Orr went on to become the first governor of South Carolina during reconstruction, Hinman said.

For the 371st Regiment, little remains of the group of African Americans who served as infantrymen for France.

“The regiment was just disbanded at the end of the war,” Hinman said. “The members took their things home, if they came home, and little of the regiment remains.”

But one member of the regiment, Freddie Stowers, remains a hero in America, even though he is buried in France.

Stowers was awarded the medal of honor for his service during World War I, even though it was awarded posthumously.

During the battle of Cote 188 in 1918, near Ardeuil, France, the 371st was among a group fighting the Germans.

“The German troops raised the white flag in surrender,” Hinman said. “But it was a ruse.
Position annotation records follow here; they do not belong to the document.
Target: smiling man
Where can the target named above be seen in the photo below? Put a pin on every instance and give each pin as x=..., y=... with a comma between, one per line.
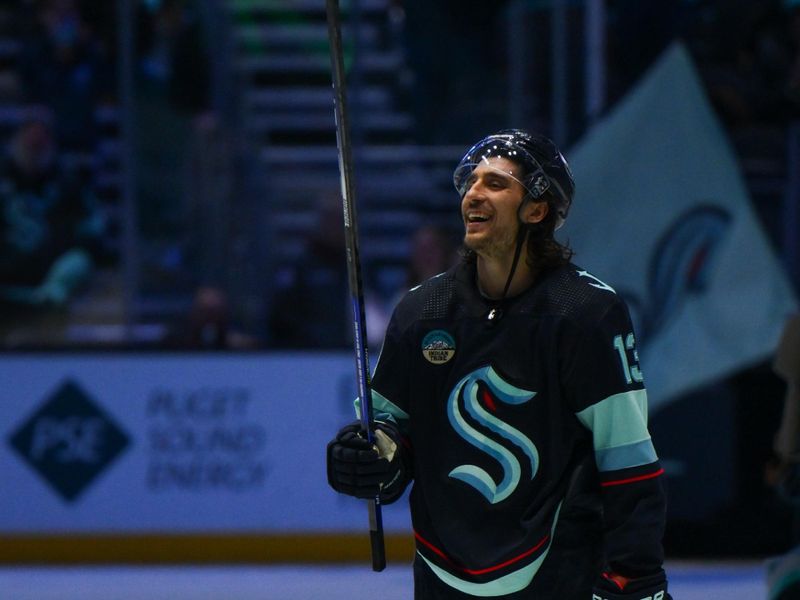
x=509, y=391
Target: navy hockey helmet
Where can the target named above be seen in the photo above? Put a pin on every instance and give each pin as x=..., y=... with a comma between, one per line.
x=544, y=167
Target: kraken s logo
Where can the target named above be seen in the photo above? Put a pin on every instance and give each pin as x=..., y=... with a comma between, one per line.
x=471, y=390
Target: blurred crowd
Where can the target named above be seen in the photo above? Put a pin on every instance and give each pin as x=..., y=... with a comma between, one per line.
x=59, y=128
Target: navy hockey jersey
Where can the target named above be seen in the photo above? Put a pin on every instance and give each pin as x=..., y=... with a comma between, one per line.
x=526, y=430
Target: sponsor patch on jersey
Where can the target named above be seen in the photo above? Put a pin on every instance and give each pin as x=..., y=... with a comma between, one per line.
x=438, y=347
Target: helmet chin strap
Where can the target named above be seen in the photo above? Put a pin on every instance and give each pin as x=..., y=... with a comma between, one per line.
x=522, y=235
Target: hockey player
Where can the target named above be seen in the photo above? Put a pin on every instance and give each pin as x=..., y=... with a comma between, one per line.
x=509, y=390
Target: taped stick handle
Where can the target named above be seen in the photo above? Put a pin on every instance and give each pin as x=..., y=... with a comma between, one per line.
x=353, y=263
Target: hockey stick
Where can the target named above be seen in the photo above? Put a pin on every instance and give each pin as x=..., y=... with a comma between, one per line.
x=354, y=264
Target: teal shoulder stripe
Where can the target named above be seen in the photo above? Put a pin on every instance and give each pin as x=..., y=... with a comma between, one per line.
x=384, y=409
x=619, y=421
x=513, y=582
x=624, y=457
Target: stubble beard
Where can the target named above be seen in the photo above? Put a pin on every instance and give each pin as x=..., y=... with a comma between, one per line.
x=492, y=247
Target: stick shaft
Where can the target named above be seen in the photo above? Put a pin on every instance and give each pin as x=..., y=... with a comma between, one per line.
x=353, y=262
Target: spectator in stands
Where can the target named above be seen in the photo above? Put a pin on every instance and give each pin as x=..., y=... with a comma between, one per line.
x=209, y=325
x=753, y=78
x=50, y=226
x=61, y=66
x=433, y=251
x=311, y=306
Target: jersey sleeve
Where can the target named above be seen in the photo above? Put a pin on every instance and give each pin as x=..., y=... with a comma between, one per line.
x=606, y=391
x=390, y=381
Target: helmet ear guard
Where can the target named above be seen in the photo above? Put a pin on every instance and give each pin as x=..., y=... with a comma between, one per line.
x=544, y=167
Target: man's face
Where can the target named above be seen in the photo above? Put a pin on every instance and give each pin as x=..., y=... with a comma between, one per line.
x=489, y=208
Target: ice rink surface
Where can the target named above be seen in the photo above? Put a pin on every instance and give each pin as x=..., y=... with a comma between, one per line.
x=688, y=581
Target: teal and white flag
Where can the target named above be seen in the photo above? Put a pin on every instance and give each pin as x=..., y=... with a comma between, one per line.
x=662, y=214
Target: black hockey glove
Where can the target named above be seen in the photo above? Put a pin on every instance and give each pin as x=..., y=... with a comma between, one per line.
x=359, y=468
x=612, y=587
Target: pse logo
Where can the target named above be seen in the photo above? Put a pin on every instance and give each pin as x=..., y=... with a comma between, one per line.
x=69, y=441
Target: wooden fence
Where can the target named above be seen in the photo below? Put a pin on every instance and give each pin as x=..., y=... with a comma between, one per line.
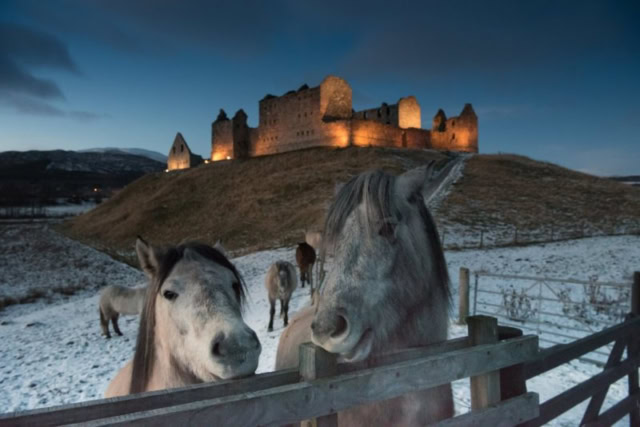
x=321, y=387
x=498, y=360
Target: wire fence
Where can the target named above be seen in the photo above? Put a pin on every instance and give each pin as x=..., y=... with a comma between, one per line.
x=454, y=236
x=559, y=311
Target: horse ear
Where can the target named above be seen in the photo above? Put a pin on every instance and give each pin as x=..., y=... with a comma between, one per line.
x=218, y=246
x=147, y=257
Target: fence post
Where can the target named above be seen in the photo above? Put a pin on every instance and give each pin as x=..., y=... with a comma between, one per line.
x=463, y=296
x=512, y=380
x=485, y=389
x=634, y=349
x=314, y=363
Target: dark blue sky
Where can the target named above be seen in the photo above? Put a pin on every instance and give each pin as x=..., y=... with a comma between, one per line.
x=554, y=80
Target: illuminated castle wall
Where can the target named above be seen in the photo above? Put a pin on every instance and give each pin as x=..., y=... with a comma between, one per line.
x=322, y=116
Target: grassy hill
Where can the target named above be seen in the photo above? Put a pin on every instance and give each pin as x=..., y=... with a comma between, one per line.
x=248, y=204
x=269, y=201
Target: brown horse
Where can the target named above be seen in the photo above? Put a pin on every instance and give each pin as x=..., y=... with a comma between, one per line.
x=191, y=327
x=280, y=283
x=387, y=289
x=117, y=300
x=305, y=257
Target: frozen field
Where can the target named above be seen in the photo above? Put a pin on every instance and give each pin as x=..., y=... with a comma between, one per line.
x=52, y=351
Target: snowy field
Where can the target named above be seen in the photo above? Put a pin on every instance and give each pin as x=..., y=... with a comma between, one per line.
x=53, y=353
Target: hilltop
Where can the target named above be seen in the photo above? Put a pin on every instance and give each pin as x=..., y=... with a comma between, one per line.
x=269, y=201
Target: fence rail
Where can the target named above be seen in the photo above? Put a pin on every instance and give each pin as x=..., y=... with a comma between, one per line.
x=283, y=397
x=498, y=369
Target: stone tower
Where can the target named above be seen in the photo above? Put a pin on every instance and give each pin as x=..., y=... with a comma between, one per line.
x=221, y=137
x=241, y=140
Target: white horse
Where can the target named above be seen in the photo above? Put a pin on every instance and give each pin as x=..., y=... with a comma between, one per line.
x=191, y=327
x=387, y=289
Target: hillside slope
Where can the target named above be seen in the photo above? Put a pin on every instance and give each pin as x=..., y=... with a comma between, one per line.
x=514, y=199
x=269, y=201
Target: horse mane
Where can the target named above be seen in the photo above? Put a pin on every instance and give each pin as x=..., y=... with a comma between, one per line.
x=144, y=356
x=374, y=190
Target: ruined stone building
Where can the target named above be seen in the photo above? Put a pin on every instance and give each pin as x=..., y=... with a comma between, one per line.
x=322, y=116
x=180, y=156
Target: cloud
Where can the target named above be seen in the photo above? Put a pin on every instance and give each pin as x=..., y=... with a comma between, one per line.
x=15, y=78
x=34, y=49
x=37, y=107
x=23, y=49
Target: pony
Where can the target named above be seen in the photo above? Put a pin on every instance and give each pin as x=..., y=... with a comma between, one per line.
x=116, y=300
x=280, y=283
x=387, y=289
x=191, y=326
x=305, y=257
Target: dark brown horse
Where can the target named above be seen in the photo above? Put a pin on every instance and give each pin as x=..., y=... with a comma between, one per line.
x=305, y=257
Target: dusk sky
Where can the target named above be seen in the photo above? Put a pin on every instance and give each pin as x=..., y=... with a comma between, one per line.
x=553, y=80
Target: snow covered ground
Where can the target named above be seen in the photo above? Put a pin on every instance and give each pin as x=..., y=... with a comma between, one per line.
x=52, y=352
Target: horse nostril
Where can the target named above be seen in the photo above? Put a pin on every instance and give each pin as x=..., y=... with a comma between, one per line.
x=216, y=349
x=341, y=326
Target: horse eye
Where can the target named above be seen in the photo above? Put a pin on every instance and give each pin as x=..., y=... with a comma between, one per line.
x=170, y=295
x=236, y=288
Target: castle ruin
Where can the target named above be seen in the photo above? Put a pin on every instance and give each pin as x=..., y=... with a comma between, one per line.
x=180, y=156
x=322, y=116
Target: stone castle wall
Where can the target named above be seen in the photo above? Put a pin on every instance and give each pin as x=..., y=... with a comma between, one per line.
x=322, y=116
x=179, y=154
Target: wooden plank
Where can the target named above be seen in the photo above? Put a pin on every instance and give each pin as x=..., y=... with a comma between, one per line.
x=634, y=349
x=593, y=409
x=463, y=295
x=102, y=408
x=316, y=363
x=551, y=280
x=563, y=353
x=512, y=380
x=617, y=411
x=507, y=413
x=566, y=400
x=485, y=389
x=294, y=402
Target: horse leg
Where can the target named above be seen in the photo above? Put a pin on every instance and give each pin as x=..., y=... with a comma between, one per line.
x=272, y=312
x=104, y=324
x=114, y=320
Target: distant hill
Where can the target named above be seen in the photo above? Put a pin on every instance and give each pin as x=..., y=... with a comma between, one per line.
x=269, y=201
x=631, y=179
x=41, y=177
x=153, y=155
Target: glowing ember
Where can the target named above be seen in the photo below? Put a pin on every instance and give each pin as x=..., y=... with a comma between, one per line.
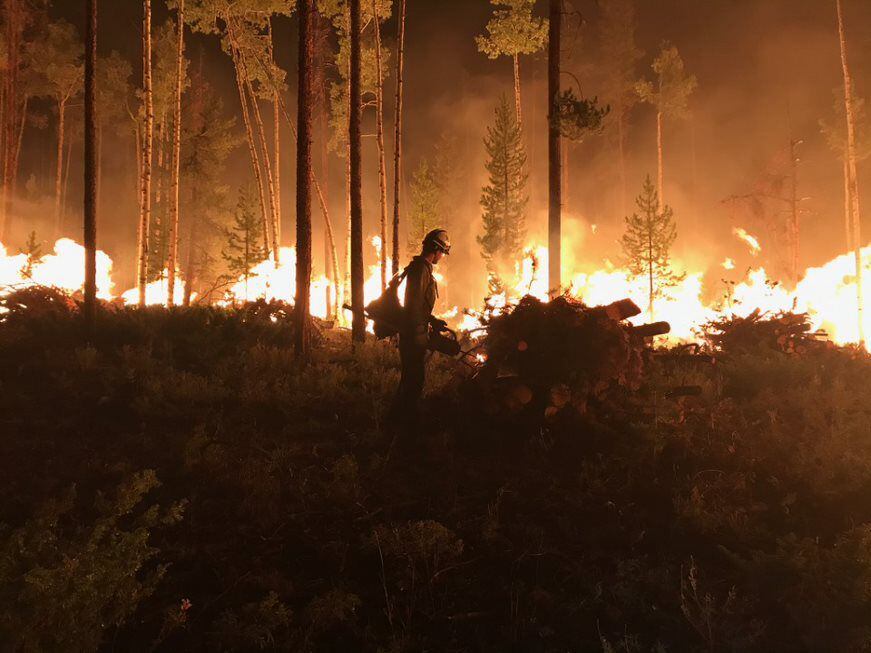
x=752, y=241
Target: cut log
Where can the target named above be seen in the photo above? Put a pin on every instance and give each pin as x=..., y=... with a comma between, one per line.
x=621, y=310
x=652, y=329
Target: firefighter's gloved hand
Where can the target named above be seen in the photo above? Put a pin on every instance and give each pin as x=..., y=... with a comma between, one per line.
x=438, y=325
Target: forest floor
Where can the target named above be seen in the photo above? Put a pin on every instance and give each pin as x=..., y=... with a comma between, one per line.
x=183, y=483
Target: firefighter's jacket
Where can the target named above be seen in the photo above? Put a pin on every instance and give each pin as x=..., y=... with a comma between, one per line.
x=421, y=292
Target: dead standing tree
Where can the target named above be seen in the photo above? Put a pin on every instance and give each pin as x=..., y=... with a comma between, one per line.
x=397, y=137
x=90, y=203
x=172, y=262
x=147, y=154
x=852, y=183
x=379, y=134
x=358, y=329
x=554, y=213
x=306, y=11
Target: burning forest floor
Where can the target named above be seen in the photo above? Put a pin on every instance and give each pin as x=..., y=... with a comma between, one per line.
x=182, y=483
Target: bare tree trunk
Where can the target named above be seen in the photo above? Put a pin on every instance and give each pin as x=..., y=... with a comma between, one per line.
x=659, y=173
x=267, y=165
x=276, y=137
x=145, y=217
x=853, y=183
x=90, y=202
x=14, y=20
x=64, y=202
x=162, y=132
x=58, y=184
x=249, y=132
x=650, y=309
x=517, y=104
x=554, y=240
x=190, y=274
x=794, y=221
x=397, y=137
x=99, y=173
x=303, y=179
x=848, y=210
x=358, y=331
x=621, y=144
x=172, y=262
x=346, y=286
x=379, y=128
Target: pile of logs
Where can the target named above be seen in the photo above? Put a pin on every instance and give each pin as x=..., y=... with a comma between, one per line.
x=560, y=354
x=788, y=333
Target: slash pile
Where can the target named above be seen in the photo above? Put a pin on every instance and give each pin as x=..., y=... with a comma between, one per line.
x=788, y=333
x=562, y=353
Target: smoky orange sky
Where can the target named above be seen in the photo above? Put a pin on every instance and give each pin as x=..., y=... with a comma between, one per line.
x=766, y=71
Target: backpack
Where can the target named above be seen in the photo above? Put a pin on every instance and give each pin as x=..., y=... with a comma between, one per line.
x=386, y=312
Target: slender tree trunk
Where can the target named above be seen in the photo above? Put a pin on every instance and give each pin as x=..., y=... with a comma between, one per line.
x=397, y=138
x=650, y=309
x=848, y=211
x=659, y=172
x=90, y=202
x=565, y=146
x=302, y=304
x=554, y=186
x=16, y=155
x=358, y=330
x=794, y=222
x=58, y=184
x=190, y=273
x=14, y=21
x=517, y=103
x=379, y=128
x=249, y=132
x=162, y=132
x=276, y=137
x=346, y=286
x=172, y=263
x=321, y=199
x=137, y=133
x=99, y=166
x=853, y=183
x=621, y=144
x=267, y=165
x=64, y=202
x=145, y=217
x=330, y=262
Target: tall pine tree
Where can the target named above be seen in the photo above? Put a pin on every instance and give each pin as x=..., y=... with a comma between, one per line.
x=504, y=198
x=650, y=233
x=425, y=205
x=245, y=247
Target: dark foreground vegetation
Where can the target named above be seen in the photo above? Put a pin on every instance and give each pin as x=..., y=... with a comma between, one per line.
x=182, y=483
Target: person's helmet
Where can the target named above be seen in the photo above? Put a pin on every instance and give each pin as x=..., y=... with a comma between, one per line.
x=438, y=239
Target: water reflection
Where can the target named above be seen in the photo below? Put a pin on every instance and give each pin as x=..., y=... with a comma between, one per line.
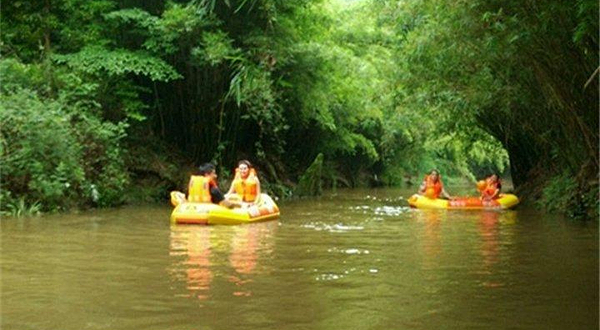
x=495, y=234
x=201, y=255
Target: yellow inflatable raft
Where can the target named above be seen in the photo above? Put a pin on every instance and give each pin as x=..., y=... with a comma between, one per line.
x=212, y=214
x=505, y=201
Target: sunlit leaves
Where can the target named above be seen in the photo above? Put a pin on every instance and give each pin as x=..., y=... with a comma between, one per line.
x=97, y=60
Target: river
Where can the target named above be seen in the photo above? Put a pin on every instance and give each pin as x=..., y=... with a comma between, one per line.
x=353, y=259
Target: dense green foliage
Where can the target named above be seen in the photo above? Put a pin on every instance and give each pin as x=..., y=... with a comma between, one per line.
x=99, y=97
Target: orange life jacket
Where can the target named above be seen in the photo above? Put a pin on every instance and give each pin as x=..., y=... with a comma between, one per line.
x=199, y=189
x=246, y=188
x=491, y=188
x=433, y=189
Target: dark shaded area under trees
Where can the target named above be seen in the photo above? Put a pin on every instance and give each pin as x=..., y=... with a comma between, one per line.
x=108, y=102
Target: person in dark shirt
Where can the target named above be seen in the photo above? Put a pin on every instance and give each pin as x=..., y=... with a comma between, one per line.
x=208, y=170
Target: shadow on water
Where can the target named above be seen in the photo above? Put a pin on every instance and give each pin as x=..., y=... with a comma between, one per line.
x=199, y=253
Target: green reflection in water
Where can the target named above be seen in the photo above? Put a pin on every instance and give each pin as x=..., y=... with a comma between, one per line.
x=357, y=259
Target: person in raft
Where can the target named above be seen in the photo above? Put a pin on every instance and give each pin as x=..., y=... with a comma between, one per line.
x=432, y=186
x=490, y=187
x=203, y=188
x=245, y=186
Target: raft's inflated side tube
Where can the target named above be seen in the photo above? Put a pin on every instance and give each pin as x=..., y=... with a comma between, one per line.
x=213, y=214
x=505, y=201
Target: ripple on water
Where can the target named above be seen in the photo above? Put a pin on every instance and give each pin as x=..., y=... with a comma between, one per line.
x=336, y=228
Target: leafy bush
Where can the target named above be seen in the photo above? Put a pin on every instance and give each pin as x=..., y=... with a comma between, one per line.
x=54, y=152
x=558, y=194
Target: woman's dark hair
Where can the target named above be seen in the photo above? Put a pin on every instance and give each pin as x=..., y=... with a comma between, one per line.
x=245, y=162
x=206, y=168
Instead they attacked the regiments.”

Stowers found himself in command and led his troops into battle.

Even though he was shot twice, he continued to lead his men, until he succumbed to his wounds.

Shortly after his death, his commander recommended him for the Medal of Honor, Hinman said.

“But the paperwork was lost,” she said.

In 1990, the Department of the Army conducted a review of his record and awarded him the medal, some 73 years after he was killed in action.

Stowers is buried, however, in Meuse-Argonne Cemetery Romagne-Meuse, France.

The flags will be on display until March 30, 2009.